I was reminded how, through writing, we’re given the opportunity to sort through things, to put things where we think they should belong, and uncover things, things that have since been lost from our everyday memories.
Having gone through this twice with clothes and many times in my writings, I can say that these processes can be surprising, at times, in that you never know where you’ll “end up” when it’s all done with. You always assume going into it that you’ve moved on from the past. It is just the past, after all. You assume that you’re just sorting, digging through and will come out, in the end, unscathed. But in holding them and recalling what once was, you hear stories that give you reason to become invested, to remember and feel…something.
It wasn’t her baby clothes that made me nostalgic. It was the clothes from her toddlerhood, that time when she was speaking and becoming this person who cared about what they looked like and could form these, seemingly, complex associations with her clothes and those intangible things called “feelings.” Her yellow dress she twirled in as a princess. The white canvas shorts she despised. That conversation/”argument” we had about her brown skirt. It was getting too short, but she wanted it anyway because it made her feel “pretty.”
These clothes carry words and have memories of the person who first wore them, my first born. But now, or yesterday, in sorting through them, I kept having to remind myself that they will have new memories and words with the new body that will wear them, my second born.

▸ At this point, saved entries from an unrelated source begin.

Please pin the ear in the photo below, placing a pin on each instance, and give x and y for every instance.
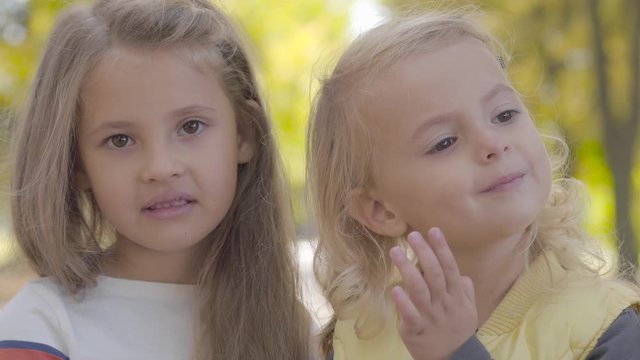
(81, 179)
(247, 137)
(375, 214)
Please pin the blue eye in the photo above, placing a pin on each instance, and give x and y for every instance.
(443, 145)
(505, 116)
(191, 127)
(119, 141)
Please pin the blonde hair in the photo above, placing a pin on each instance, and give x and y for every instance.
(248, 294)
(352, 263)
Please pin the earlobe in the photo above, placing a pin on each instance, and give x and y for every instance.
(81, 180)
(247, 137)
(374, 214)
(245, 149)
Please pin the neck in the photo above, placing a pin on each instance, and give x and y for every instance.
(130, 261)
(493, 271)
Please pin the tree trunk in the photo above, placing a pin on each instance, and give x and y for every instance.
(619, 133)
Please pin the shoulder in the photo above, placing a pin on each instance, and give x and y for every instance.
(619, 341)
(32, 320)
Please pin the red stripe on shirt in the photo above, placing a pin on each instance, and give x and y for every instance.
(26, 354)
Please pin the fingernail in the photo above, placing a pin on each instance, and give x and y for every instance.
(414, 236)
(435, 232)
(396, 252)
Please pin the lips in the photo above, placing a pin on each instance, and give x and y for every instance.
(168, 201)
(504, 182)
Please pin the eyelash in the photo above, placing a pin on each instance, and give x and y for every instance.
(446, 143)
(511, 114)
(443, 145)
(200, 123)
(181, 132)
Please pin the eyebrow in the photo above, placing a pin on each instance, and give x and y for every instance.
(123, 124)
(442, 118)
(497, 89)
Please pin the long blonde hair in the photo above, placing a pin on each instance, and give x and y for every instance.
(248, 293)
(351, 262)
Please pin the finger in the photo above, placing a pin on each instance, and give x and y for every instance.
(410, 318)
(436, 240)
(432, 270)
(415, 285)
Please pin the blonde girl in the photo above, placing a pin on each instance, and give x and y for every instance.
(148, 195)
(418, 132)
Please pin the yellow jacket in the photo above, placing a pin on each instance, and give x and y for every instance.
(549, 313)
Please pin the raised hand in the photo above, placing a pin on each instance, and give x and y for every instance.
(436, 306)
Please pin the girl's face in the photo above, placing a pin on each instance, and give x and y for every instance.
(455, 148)
(160, 150)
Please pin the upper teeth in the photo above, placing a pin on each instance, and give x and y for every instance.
(168, 204)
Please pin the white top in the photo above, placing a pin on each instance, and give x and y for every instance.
(116, 320)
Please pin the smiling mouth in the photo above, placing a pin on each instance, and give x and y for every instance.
(168, 204)
(504, 183)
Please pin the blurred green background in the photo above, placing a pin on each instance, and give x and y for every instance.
(575, 62)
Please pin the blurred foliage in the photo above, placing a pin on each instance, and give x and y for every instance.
(552, 66)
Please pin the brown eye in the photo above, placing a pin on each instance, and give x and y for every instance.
(191, 127)
(505, 116)
(119, 140)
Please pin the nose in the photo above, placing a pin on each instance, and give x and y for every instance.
(492, 143)
(161, 163)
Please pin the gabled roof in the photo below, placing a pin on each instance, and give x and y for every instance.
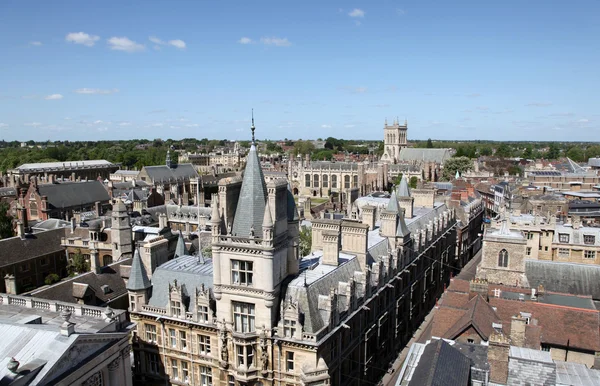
(440, 365)
(253, 196)
(138, 279)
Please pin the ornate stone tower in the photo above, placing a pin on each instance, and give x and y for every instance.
(394, 139)
(122, 245)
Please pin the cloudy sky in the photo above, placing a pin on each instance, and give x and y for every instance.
(503, 70)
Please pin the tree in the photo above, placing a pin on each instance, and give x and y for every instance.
(51, 279)
(6, 228)
(78, 264)
(452, 165)
(305, 240)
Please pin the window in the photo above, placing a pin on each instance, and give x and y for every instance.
(203, 313)
(174, 370)
(206, 376)
(173, 337)
(204, 344)
(243, 317)
(150, 332)
(289, 328)
(175, 308)
(153, 363)
(589, 254)
(185, 373)
(241, 272)
(503, 258)
(289, 361)
(183, 340)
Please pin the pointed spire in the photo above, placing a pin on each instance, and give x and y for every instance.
(180, 249)
(138, 279)
(393, 203)
(403, 188)
(267, 219)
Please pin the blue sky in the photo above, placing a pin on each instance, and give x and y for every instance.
(500, 70)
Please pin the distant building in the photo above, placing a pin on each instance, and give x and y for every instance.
(55, 343)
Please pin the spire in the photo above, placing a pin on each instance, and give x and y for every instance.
(393, 204)
(250, 209)
(138, 279)
(403, 189)
(180, 249)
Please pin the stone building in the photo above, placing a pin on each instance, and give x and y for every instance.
(55, 343)
(256, 312)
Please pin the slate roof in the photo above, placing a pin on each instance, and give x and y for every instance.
(15, 249)
(178, 172)
(109, 275)
(138, 278)
(189, 271)
(72, 194)
(428, 155)
(441, 365)
(253, 196)
(571, 278)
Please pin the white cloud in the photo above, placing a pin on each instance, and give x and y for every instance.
(82, 38)
(178, 43)
(124, 44)
(96, 91)
(274, 41)
(356, 12)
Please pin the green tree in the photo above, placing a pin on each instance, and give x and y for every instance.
(78, 264)
(452, 165)
(305, 240)
(6, 228)
(51, 279)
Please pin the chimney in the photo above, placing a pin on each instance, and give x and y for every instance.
(517, 330)
(368, 216)
(331, 247)
(11, 284)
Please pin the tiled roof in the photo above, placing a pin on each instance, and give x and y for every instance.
(253, 196)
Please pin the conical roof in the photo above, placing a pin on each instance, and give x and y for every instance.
(253, 196)
(393, 203)
(403, 189)
(138, 279)
(180, 249)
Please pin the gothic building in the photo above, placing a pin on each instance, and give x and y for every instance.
(257, 313)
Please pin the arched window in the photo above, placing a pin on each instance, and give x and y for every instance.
(503, 258)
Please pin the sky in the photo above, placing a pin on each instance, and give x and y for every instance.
(465, 70)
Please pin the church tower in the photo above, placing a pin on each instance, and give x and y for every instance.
(394, 139)
(120, 231)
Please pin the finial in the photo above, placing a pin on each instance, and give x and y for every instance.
(252, 127)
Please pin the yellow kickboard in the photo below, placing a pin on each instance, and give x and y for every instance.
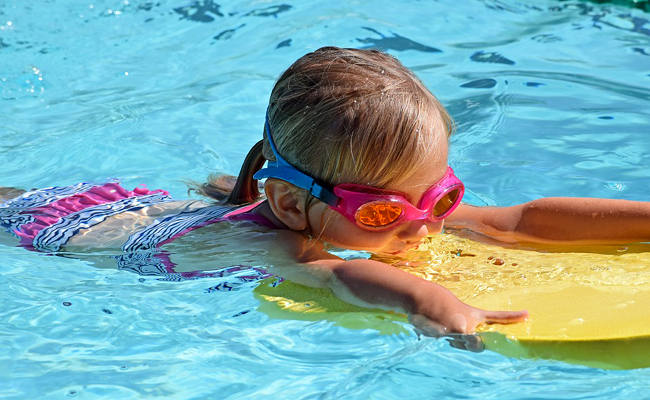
(588, 306)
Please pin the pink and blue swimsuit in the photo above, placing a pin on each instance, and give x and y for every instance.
(45, 219)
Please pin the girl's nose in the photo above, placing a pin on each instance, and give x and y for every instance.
(416, 230)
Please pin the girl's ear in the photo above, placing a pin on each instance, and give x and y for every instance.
(287, 203)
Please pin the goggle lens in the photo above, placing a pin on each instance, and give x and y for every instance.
(445, 203)
(378, 215)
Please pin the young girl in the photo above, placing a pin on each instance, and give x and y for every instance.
(357, 158)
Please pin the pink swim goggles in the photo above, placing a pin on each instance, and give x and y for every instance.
(370, 208)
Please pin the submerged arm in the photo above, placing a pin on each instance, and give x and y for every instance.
(559, 219)
(370, 283)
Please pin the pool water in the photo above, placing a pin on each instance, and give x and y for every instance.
(551, 98)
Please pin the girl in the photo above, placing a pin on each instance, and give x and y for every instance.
(357, 158)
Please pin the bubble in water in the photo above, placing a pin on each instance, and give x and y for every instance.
(618, 186)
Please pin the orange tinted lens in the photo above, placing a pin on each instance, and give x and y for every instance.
(445, 203)
(377, 215)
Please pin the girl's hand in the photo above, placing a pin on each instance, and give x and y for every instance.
(437, 312)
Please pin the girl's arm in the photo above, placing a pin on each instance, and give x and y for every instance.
(559, 219)
(369, 283)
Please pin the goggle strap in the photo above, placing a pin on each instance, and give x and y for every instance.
(281, 169)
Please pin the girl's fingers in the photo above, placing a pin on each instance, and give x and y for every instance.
(504, 317)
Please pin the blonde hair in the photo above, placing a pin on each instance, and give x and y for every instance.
(346, 115)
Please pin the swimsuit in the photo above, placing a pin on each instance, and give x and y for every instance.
(45, 219)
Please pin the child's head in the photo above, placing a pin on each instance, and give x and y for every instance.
(357, 117)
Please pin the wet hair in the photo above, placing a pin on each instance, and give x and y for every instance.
(345, 115)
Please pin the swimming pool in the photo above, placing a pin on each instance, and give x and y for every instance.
(551, 98)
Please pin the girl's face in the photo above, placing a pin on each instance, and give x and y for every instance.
(337, 230)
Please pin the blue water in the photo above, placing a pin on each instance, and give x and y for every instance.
(551, 98)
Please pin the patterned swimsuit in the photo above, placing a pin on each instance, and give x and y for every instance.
(45, 219)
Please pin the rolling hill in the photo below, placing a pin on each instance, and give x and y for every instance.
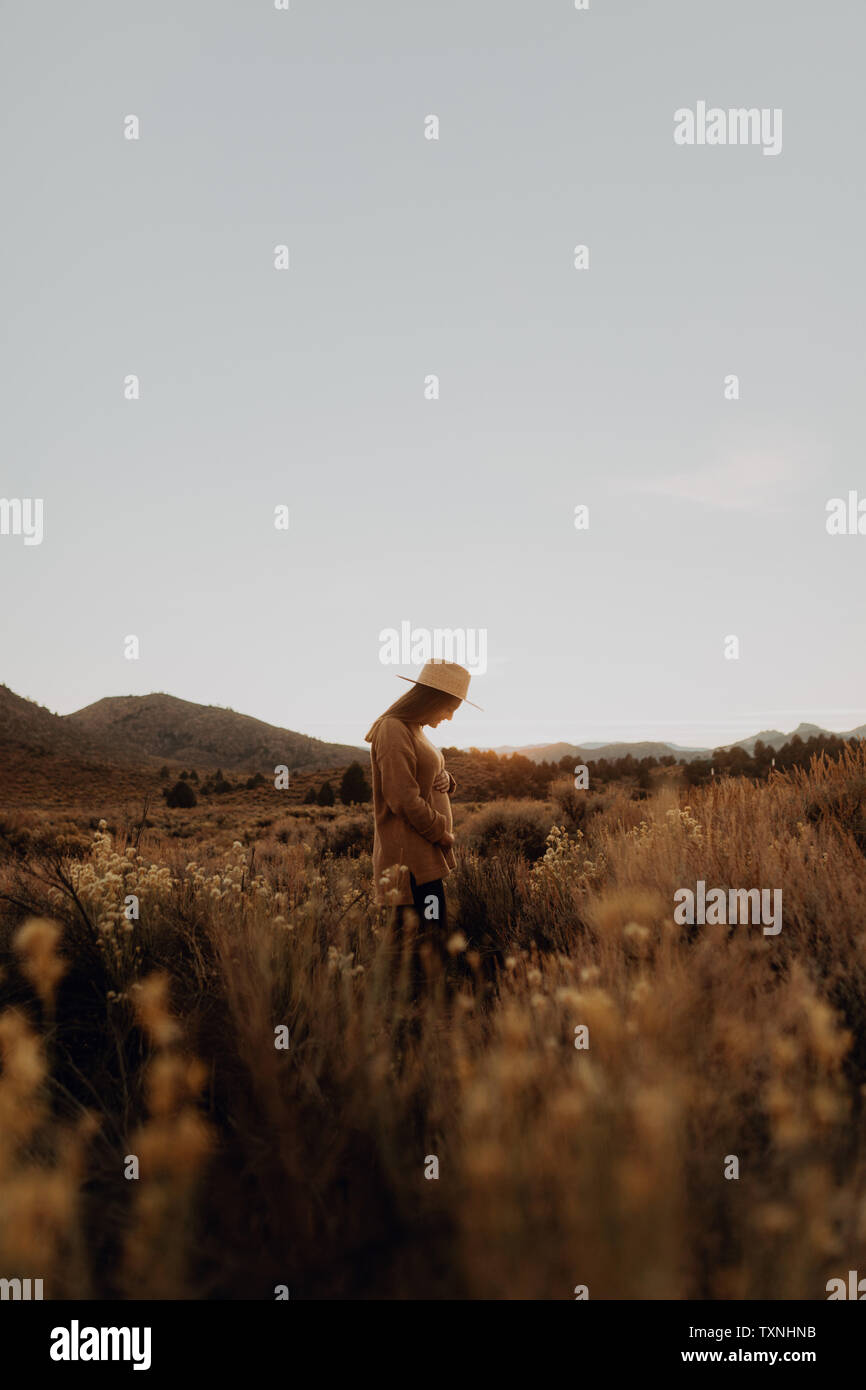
(167, 729)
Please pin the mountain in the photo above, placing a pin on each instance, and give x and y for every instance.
(31, 729)
(167, 729)
(552, 752)
(772, 737)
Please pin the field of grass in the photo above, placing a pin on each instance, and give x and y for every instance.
(305, 1166)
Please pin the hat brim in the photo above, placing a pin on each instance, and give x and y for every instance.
(462, 698)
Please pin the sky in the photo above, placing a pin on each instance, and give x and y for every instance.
(559, 387)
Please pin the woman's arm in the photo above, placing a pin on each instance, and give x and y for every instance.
(396, 759)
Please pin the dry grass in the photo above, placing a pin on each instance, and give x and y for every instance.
(558, 1166)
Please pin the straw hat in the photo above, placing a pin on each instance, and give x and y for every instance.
(446, 677)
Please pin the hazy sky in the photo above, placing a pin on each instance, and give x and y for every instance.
(409, 256)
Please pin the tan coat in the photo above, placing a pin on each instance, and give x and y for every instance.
(409, 816)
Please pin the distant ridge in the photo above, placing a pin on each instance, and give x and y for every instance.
(148, 730)
(772, 737)
(202, 736)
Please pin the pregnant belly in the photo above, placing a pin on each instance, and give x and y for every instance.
(441, 801)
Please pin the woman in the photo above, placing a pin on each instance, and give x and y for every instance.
(413, 838)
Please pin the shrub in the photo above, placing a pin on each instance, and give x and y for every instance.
(353, 786)
(349, 836)
(517, 827)
(181, 795)
(325, 795)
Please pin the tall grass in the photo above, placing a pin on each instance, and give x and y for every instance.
(154, 1039)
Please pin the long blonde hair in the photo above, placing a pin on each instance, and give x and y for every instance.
(417, 706)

She will speak in them and tell me about them and how they make her feel. “I feel like a princess!” “They’re itchy.” I don’t want this string here!” And if they last another year, we will do this all again. Recycle clothes. Put them in boxes when they are “finished” and wait for them to be used again, loved again, given meaning, again. The cycles will repeat themselves. The wash and rinse cycles and the cycles of meaning I’ll attach to these pieces of cloth as a mother and writer…they’ll repeat themselves.
And in the end, or when we’re all done with this, they’ll just be clothes with layered voices that will speak only to me about where they’ve been. They’ll have stories and memories that I’ll recall like my childhood in my own writings and tell, again and again.